The problem, if you want to call it one, is that the reinvented Strokes don’t really sound like the Strokes. The common refrain — which I’m repeating here because it’s pretty on the money — is that Comedown Machine sounds like Phoenix. Musically, that’s a good thing: Phoenix are a fantastic band. But it raises real questions about the Strokes brand. Phoenix flaunt and at least tacitly embrace their Yacht Rock tendencies, but the Strokes have always been a “real” rock band. In truth, both are lifestyle bands more than they are representatives of any genre, but the Phoenix lifestyle doesn’t just grow old gracefully; it’s old, period. On the other hand, if the Strokes aren’t repping for hipster kids, for whom exactly are they repping? Hipster dads?

More than Phoenix, even, the new Strokes record sounds to me like the second Julian Casablancas solo album, the follow-up to his strong 2009 release, Phrazes For The Young. Casablancas has always been a terrifically gifted writer of melodies, and front to back, Comedown Machine may contain his strongest to date. But it also suppresses the rest of the band’s contributions, to the extent those guys actually contributed. (And again, who knows?) And if they contributed only minimally, well, that kind of adds up: The young Strokes were always, per McInerney, “a democracy under a dictator,” and Casablancas didn’t allow for much collaboration till First Impressions — or, precisely the point at which the ship began to sink, the record that came after the two untouchable classics.
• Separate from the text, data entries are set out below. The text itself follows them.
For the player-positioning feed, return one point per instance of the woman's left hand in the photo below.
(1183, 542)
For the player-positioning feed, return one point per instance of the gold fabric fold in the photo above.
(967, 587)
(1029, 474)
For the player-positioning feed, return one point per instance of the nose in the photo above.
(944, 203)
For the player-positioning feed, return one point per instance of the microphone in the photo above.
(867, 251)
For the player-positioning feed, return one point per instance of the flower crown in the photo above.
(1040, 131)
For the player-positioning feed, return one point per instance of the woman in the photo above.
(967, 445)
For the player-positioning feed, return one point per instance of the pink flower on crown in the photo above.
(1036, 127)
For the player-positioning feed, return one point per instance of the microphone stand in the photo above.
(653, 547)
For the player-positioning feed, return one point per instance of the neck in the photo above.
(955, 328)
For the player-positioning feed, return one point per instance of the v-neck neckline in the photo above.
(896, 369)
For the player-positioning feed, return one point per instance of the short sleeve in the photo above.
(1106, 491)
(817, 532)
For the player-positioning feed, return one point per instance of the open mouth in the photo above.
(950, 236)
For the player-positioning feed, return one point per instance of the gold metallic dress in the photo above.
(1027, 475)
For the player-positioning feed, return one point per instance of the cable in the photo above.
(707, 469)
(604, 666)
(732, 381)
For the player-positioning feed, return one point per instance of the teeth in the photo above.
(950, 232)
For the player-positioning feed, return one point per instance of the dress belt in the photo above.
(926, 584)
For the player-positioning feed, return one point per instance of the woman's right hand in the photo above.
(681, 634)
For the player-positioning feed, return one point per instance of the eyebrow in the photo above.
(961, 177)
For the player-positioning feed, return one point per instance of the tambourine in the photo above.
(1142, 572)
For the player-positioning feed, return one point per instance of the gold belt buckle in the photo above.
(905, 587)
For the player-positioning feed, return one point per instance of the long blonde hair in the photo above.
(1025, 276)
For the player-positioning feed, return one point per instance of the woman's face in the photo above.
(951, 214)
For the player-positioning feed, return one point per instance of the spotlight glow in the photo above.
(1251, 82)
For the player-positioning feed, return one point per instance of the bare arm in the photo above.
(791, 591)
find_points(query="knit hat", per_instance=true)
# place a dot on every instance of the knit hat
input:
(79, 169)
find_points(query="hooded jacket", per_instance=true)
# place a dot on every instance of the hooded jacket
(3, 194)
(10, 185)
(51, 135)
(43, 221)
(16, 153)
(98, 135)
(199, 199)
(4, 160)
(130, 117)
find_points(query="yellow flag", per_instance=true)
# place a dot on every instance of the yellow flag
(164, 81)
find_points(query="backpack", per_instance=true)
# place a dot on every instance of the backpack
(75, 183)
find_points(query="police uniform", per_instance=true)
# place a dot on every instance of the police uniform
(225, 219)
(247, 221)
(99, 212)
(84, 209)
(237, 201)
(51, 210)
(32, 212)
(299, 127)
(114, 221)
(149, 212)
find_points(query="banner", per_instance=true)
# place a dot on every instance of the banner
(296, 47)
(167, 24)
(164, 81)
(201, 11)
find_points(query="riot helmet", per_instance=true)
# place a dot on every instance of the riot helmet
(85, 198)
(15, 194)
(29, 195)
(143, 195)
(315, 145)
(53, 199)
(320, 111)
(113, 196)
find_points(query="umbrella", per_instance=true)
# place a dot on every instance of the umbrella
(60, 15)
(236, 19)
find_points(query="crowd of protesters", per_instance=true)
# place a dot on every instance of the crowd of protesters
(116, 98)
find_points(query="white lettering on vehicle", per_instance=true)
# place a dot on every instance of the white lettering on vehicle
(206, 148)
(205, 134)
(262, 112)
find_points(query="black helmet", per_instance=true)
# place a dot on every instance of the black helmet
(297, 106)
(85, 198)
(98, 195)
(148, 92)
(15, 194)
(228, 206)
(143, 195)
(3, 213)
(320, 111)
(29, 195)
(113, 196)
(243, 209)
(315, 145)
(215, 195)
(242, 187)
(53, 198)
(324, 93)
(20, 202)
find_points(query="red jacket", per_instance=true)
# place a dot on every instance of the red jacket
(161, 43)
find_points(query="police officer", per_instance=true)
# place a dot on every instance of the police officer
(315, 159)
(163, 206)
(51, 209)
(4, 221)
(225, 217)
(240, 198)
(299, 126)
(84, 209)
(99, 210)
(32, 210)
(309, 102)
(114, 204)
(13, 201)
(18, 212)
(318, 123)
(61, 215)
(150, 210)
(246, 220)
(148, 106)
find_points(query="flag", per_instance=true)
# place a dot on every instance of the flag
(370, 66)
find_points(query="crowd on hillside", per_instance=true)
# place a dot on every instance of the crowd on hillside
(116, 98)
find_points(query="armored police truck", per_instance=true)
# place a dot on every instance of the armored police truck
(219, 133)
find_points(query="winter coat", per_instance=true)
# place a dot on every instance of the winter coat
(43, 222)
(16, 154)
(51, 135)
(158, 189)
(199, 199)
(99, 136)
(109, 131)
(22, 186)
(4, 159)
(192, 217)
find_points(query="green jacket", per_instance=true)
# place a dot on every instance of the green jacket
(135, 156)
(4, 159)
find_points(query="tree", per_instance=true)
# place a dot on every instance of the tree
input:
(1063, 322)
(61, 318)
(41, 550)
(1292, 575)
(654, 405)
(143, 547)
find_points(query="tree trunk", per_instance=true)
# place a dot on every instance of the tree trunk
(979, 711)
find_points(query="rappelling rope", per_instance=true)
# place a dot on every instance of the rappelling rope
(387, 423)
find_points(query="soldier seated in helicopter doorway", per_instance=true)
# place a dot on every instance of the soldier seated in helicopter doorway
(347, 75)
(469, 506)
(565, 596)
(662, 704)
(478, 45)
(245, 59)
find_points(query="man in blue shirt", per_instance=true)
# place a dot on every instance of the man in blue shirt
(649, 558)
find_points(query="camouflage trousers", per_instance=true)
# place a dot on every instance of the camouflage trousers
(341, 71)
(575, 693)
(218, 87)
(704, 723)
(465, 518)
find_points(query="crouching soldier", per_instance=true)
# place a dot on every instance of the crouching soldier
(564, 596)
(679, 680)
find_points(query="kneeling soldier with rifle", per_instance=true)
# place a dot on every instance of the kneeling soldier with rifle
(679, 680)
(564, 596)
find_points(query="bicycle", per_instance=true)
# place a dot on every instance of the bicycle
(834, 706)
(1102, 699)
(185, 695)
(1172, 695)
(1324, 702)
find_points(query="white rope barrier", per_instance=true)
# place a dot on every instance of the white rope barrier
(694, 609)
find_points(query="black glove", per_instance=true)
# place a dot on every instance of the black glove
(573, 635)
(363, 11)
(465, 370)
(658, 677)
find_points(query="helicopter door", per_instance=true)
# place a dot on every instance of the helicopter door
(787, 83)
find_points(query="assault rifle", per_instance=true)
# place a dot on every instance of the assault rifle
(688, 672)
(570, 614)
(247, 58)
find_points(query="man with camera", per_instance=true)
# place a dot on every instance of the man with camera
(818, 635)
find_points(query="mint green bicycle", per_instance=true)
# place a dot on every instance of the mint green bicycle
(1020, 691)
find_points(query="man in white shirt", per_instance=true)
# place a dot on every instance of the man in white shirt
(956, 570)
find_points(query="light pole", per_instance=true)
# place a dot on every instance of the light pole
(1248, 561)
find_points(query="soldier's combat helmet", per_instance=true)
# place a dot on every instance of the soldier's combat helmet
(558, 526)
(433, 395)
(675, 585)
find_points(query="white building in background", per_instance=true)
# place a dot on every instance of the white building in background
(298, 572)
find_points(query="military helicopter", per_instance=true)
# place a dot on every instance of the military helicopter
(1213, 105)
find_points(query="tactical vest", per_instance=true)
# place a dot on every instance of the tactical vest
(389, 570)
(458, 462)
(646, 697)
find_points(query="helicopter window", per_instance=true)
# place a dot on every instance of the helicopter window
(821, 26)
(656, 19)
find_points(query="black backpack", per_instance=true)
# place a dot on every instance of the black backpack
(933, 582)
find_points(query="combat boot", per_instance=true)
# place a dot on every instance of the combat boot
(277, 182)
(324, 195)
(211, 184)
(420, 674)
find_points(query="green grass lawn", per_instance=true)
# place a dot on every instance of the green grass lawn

So where does Comedown Machine rank in the canon (or the Countdown)? On first listen, I had it at No. 4, behind First Impressions, simply because First Impressions has always seemed to me primarily a victim of unrealistic and outsize ambitions, and I’m inclined to forgive such flaws when they’re obscuring good ideas. (Trim that thing to 10 songs, re-record ‘em with Gordon Raphael instead of David Kahne, and suddenly it’s better than Room On Fire, IMO.) A few times through Comedown Machine, though, and … well, I’ll re-quote Tim here: After a few listens, I legitimately think this could be their third best album. Even if it’s not the Strokes of old — the five guys who got us to rock skinny jeans and Chucks and nasty neon ID bracelets — even if it’s not the Strokes at all … yeah, I think I’d slot it third. More importantly, though: Right now, today, it’s the Strokes album I’d reach for first.